Uitspraak
GERECHTSHOF ARNHEM - LEEUWARDEN
inspecteurvan de
Belastingdienst/Kantoor Almelo(hierna: de Inspecteur)
Gerechtshof Arnhem-Leeuwarden
In deze zaak gaat het om een hoger beroep van belanghebbende tegen de uitspraak van de rechtbank Gelderland, waarin de rechtbank het beroep ongegrond verklaarde. De zaak betreft een 'Verklaring betalingsonmacht' die aan belanghebbende is afgegeven, waarin een verlies op beleggingen in durfkapitaal van € 20.000 is vastgesteld. Belanghebbende had eerder een lening van € 20.000 verstrekt aan de heer [A], die als durfkapitaal werd aangemerkt. Later heeft belanghebbende een aanvullende lening van € 5.000 verstrekt, maar deze was niet geregistreerd bij de Belastingdienst. De Inspecteur heeft het bezwaar tegen de beschikking ongegrond verklaard, wat leidde tot het hoger beroep.

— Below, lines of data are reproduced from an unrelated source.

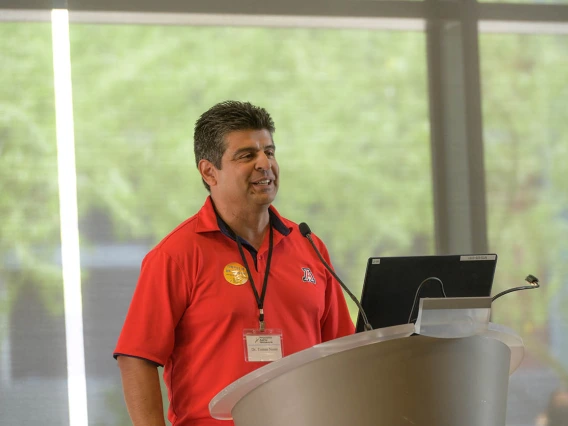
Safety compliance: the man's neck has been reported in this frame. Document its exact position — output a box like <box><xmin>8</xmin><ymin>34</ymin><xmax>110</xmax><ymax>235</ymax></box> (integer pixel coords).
<box><xmin>215</xmin><ymin>203</ymin><xmax>270</xmax><ymax>250</ymax></box>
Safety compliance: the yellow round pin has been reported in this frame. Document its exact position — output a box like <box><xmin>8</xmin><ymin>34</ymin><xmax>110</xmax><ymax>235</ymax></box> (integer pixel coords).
<box><xmin>223</xmin><ymin>262</ymin><xmax>248</xmax><ymax>285</ymax></box>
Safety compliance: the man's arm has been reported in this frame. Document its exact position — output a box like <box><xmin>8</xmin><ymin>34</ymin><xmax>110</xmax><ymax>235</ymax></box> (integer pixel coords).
<box><xmin>117</xmin><ymin>355</ymin><xmax>166</xmax><ymax>426</ymax></box>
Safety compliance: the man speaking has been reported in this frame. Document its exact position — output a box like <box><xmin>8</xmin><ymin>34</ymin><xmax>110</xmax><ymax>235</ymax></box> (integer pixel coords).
<box><xmin>114</xmin><ymin>101</ymin><xmax>354</xmax><ymax>426</ymax></box>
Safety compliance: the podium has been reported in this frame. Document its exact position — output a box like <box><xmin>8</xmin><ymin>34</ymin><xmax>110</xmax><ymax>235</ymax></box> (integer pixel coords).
<box><xmin>209</xmin><ymin>302</ymin><xmax>524</xmax><ymax>426</ymax></box>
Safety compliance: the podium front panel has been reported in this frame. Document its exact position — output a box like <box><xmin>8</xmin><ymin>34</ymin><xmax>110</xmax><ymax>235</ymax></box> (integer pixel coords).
<box><xmin>232</xmin><ymin>336</ymin><xmax>511</xmax><ymax>426</ymax></box>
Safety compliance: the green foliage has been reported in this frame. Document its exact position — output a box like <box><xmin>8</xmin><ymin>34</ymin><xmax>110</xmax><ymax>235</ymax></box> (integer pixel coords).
<box><xmin>0</xmin><ymin>24</ymin><xmax>568</xmax><ymax>376</ymax></box>
<box><xmin>481</xmin><ymin>35</ymin><xmax>568</xmax><ymax>334</ymax></box>
<box><xmin>0</xmin><ymin>23</ymin><xmax>62</xmax><ymax>314</ymax></box>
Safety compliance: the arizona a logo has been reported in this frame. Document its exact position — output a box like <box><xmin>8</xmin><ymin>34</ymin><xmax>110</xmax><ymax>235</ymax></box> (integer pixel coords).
<box><xmin>302</xmin><ymin>268</ymin><xmax>316</xmax><ymax>284</ymax></box>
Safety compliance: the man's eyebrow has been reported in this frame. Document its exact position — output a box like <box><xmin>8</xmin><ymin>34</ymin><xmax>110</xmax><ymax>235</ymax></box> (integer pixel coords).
<box><xmin>233</xmin><ymin>144</ymin><xmax>276</xmax><ymax>158</ymax></box>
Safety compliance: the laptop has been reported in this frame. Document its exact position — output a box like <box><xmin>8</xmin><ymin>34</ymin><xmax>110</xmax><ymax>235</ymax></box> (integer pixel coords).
<box><xmin>356</xmin><ymin>253</ymin><xmax>497</xmax><ymax>332</ymax></box>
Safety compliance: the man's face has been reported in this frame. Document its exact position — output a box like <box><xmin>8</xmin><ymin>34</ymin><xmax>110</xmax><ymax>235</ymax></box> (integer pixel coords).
<box><xmin>211</xmin><ymin>130</ymin><xmax>279</xmax><ymax>207</ymax></box>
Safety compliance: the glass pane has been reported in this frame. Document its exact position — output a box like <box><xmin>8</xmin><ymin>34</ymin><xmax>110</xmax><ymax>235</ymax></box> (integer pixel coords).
<box><xmin>67</xmin><ymin>25</ymin><xmax>434</xmax><ymax>425</ymax></box>
<box><xmin>0</xmin><ymin>23</ymin><xmax>69</xmax><ymax>426</ymax></box>
<box><xmin>481</xmin><ymin>34</ymin><xmax>568</xmax><ymax>426</ymax></box>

Tijdens de zitting op 5 september 2019 heeft het Hof de argumenten van beide partijen gehoord. Belanghebbende stelt dat het verlies uit durfkapitaal hoger is dan € 20.000 en dat de aanvullende lening en de schuldig gebleven rente als durfkapitaal moeten worden aangemerkt. De Inspecteur betwist dit en stelt dat alleen verliezen op vóór 1 januari 2011 verstrekte leningen in aanmerking komen voor aftrek. Het Hof oordeelt dat de geldverstrekkingen na deze datum zijn gedaan en dat de voorwaarden voor aftrek niet zijn vervuld. Het Hof bevestigt de uitspraak van de rechtbank en stelt dat het verlies uit durfkapitaal terecht op € 20.000 is vastgesteld.
De uitspraak van het Hof is gedaan door een meervoudige belastingkamer en is openbaar uitgesproken. Beide partijen hebben de mogelijkheid om binnen zes weken na de verzenddatum beroep in cassatie in te stellen bij de Hoge Raad der Nederlanden.